What I haven’t got my head around is how to power your geyser with the inverter with solar power only. The geyser is a non essential load so it can wait.
If the geyser element switches on it will draw power from the grid if the load is greater than what the solar panels can provide…
A sonoff and some node red/ha automations… Very easy.
As per Mark above.
What I did:
From 11am to 6pm (can be anything, setting still as per summer - bleh)
If Eskom draw is < 500w
AND Solar Production is more than 3500w
Then switch on geyser.
Check every 5 minutes if the above conditions are true.
Doing it with a Shelly relay controlled by NodeRED.
Notes:
- From 11ish the batts are being recharged so the panels are at max. Batteries can wait.
- IF another load comes on, more Eskom is drawn, what if it is kettle/MW which tends to be over before 5 min, hence the 5 minute delay. Or quick clouds.
- If it is lunchtime cooking, geyser goes off, checked every 5 minutes.

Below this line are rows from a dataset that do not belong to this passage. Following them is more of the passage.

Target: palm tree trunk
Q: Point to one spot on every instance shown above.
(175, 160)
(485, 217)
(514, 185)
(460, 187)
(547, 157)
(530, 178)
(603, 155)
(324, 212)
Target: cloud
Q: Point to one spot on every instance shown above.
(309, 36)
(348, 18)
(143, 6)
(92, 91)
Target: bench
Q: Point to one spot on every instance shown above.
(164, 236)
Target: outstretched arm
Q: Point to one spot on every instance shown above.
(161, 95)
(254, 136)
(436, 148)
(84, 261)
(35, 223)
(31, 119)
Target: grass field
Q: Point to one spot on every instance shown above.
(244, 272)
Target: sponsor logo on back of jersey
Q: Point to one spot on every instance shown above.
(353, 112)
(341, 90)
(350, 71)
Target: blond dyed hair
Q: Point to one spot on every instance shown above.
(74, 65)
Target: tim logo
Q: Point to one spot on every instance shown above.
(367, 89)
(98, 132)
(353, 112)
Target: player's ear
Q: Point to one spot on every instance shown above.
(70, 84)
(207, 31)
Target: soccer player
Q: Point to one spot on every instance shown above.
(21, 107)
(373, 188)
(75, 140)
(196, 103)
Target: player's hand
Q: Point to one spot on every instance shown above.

- And IF it is a bad solar day, the geyser temp drops below a set value, switch on and heat the water by whatever means necessary. “Safety net”.
KISS
The bottom line - inevitable fact:
Eskom will be used when conditions are not perfect.
Because woman + cold shower = not worth saving a couple of rands annually.
I lose in winter … win in summer.
I seldom have to do anything, because of the “Safety net”.
Are you using a Carlo Gavazzi to monitor the grid current etc?
Ja. I use the Single Phase ET112.
Yes, ET112.